What is geo-sharding and how do you handle data locality requirements?

Geo-sharding partitions data by geographic region, ensuring data for users/entities in a specific region stays in that region's data center. Critical for: data residency compliance (GDPR requires EU user data in EU), latency optimization (users read/write local data), disaster isolation. Implementation: (1) Region routing: DNS-based GeoDNS routes users to nearest regional cluster; API gateway in each region routes to regional database; (2) Data model: include region identifier in partition key: user_id = "EU_123456" or shard_key = (region, user_id). All data for a user stays in their region's shard; (3) Cross-region queries: avoided by design — each region is self-contained. If truly needed (global analytics), use async data export to central data warehouse; (4) User migration: when a user moves regions, migrate their data asynchronously while both regions serve the user temporarily. GDPR compliance considerations: right to erasure (delete all EU user data from all systems within 30 days), right to portability (export), data minimization (don't store EU data outside EU). Ensure backups, analytics pipelines, logs also respect geo-boundaries. Global entities: some data is inherently global (product catalog, shared configs).
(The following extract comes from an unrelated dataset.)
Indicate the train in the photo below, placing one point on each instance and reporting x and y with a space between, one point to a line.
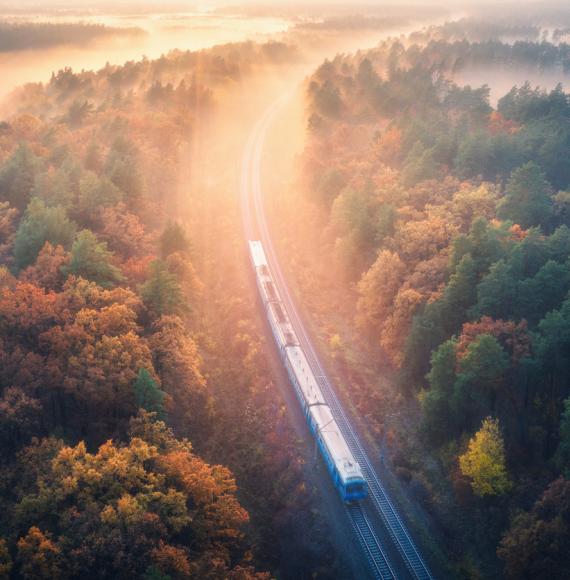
344 469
Options: replicate globally (eventual consistency), or designate a home region and cache elsewhere with TTL. Challenges: users traveling between regions, multi-region transactions (user in EU interacting with user in US), global uniqueness of IDs (use global UUID generation service, not auto-increment per region). Tools: Vitess (MySQL) with geo-partitioning, CockroachDB (built-in multi-region support), AWS Aurora Global Database.